Política Irremediable
La siniestra normalidad que sobrellevamos en este país ha incorporado un nuevo elemento: el asesinato de los candidatos que participan en las elecciones. Han muerto ya decenas desde que comenzó el actual proceso electoral.
El asunto, más allá de lo aberrante que resulta esta realidad, no es que deban contar —todos y cada uno de los miles que compiten por los cargos públicos— con la protección que pudieren procurarles las autoridades municipales, estatales o federales. La empresa, en sí misma, sería punto menos que imposible de solventar siendo, encima, que el Estado no es capaz de garantizar siquiera la seguridad que merecen los ciudadanos de a pie.
Pero es que no se trata de eso, además: la cuestión no es que un aspirante a regidor o un diputado en busca de la reelección deba estar acompañado de guardaespaldas o de agentes policiacos en todo momento; el argumento es que los participantes no debieran necesitar de dicha asistencia en primer lugar. Lo escalofriante es el deterioro de nuestra vida pública. Ahí es donde está el problema: hoy, el simple hecho de participar en una carrera política implica un riesgo mortal. Es algo verdaderamente inaudito por donde lo quieras ver.

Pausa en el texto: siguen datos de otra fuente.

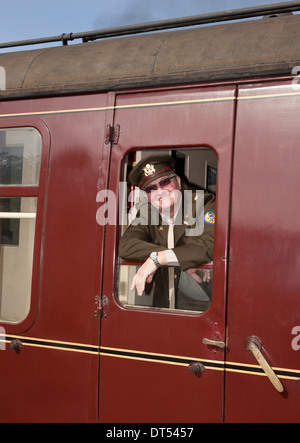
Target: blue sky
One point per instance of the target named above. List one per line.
(27, 19)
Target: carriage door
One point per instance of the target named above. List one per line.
(160, 363)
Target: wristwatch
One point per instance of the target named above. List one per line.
(154, 257)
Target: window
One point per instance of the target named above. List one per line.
(20, 161)
(192, 291)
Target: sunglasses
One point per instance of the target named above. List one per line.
(162, 184)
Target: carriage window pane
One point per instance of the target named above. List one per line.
(20, 156)
(17, 227)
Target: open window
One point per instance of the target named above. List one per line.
(197, 169)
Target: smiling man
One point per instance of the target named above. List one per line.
(167, 242)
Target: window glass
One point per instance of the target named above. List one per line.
(17, 222)
(171, 287)
(20, 156)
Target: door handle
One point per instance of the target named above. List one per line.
(216, 343)
(254, 346)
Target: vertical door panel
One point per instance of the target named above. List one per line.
(263, 298)
(54, 378)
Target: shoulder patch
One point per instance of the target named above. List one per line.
(210, 218)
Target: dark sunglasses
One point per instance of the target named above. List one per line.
(162, 184)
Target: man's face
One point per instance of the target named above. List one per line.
(164, 194)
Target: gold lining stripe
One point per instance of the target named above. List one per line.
(151, 357)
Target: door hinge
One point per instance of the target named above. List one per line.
(112, 134)
(101, 306)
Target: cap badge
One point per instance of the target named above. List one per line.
(149, 170)
(210, 218)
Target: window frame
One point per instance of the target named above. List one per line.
(38, 191)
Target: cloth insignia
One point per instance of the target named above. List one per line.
(149, 170)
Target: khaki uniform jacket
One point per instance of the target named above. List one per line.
(140, 240)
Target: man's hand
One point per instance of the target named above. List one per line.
(146, 272)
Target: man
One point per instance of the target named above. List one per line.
(167, 242)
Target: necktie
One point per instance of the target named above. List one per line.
(171, 270)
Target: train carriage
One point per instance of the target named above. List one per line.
(76, 344)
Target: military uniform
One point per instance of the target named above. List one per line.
(141, 239)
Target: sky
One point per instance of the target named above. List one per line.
(29, 19)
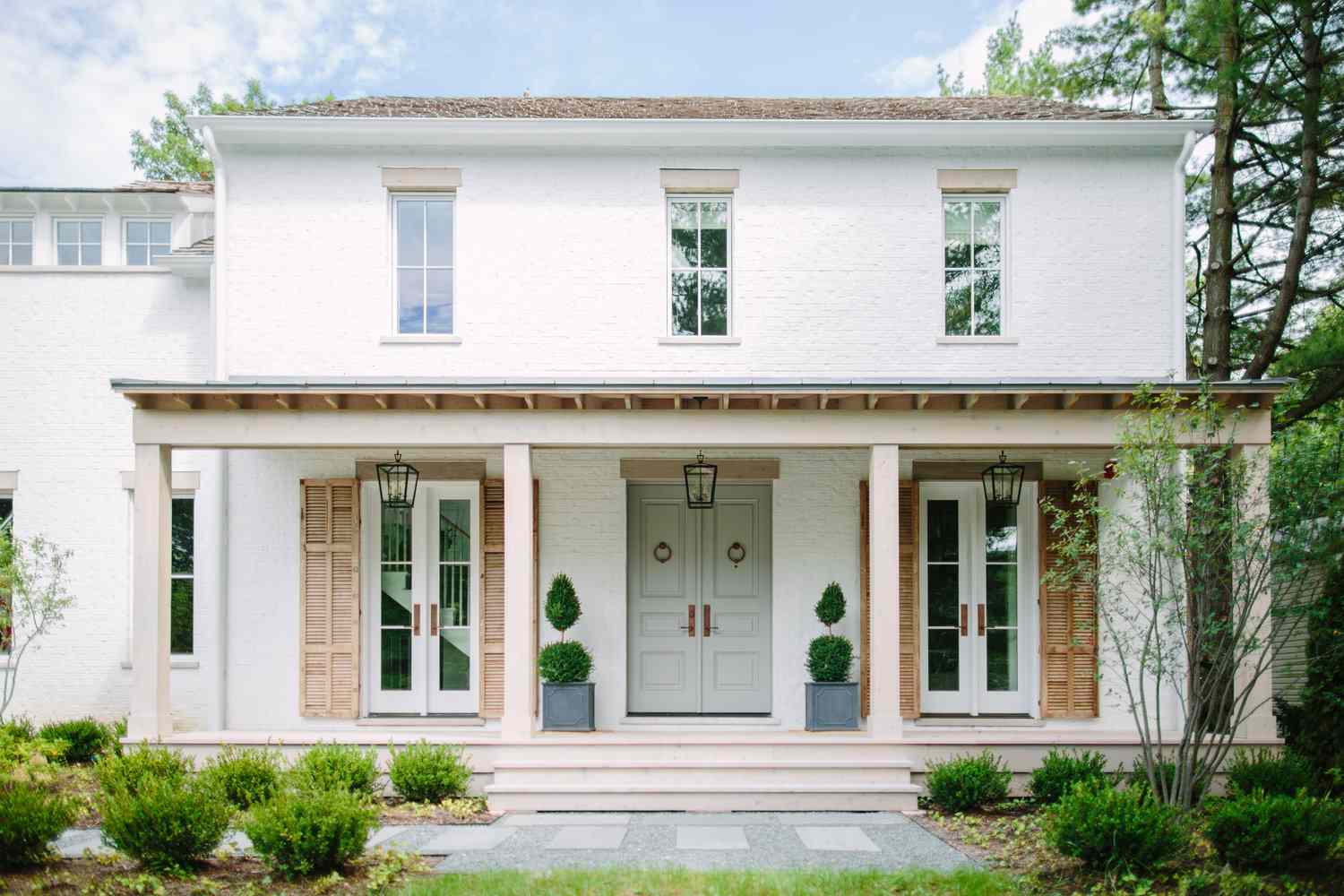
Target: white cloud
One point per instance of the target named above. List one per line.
(918, 74)
(80, 75)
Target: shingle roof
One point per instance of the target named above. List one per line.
(710, 108)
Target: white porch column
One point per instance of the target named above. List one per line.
(152, 538)
(884, 591)
(518, 591)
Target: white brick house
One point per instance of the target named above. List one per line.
(548, 306)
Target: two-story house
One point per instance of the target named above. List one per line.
(548, 306)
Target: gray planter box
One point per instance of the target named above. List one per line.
(832, 705)
(567, 707)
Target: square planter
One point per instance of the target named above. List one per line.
(832, 705)
(567, 707)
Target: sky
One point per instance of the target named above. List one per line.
(77, 77)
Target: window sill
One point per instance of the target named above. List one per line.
(699, 340)
(976, 340)
(419, 340)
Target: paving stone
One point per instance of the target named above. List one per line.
(465, 837)
(561, 818)
(710, 837)
(836, 840)
(588, 837)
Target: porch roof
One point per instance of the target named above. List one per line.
(739, 394)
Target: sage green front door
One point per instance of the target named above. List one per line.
(699, 602)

La tarea, entonces, tendría que acometerse para resolver la situación de raíz en lugar de plantear acciones paliativas o estrategias que responden meramente a una causa primigenia, a saber, el imperio, en grandes partes del territorio nacional, de las organizaciones criminales.
La solución, hay que repetirlo, no es que cada candidato vaya acompañado de comandos armados, previo requerimiento suyo (en el colmo de la indiferencia, nuestras ínclitas autoridades han respondido, en varios de los casos, que las víctimas no habían solicitado expresamente que les fuera brindada protección). El tema sustantivo es enfrentar a un adversario mayor, combatirlo y neutralizarlo.
Lo que estamos viendo es que el Estado pierde facultades y atribuciones. Es algo gravísimo, señoras y señores, y nuestra pasividad ciudadana —una mezcla de resignación y desentendimiento que resulta, muy seguramente, de un mecanismo de defensa ante el impacto cotidiano del horror— no augura nada bueno, por no hablar de la escandalosa inacción gubernamental.
Las propias acciones de amedrentamiento que han emprendido los delincuentes y su abierta aniquilación de los aspirantes a los puestos de elección popular se dirigen precisamente a ocupar los espacios que el Estado mexicano les está cediendo progresivamente. Quien se les atraviese en el camino a las mafias —un alcalde, un miembro del cabildo municipal o un jefe policiaco— debe ser sobornado, en un primer momento, o asesinado pura y simplemente si persiste en su oposición. Hasta ayer mataban a empresarios, comerciantes y vecinos. Hoy necesitan nuevas víctimas. Así estamos en México.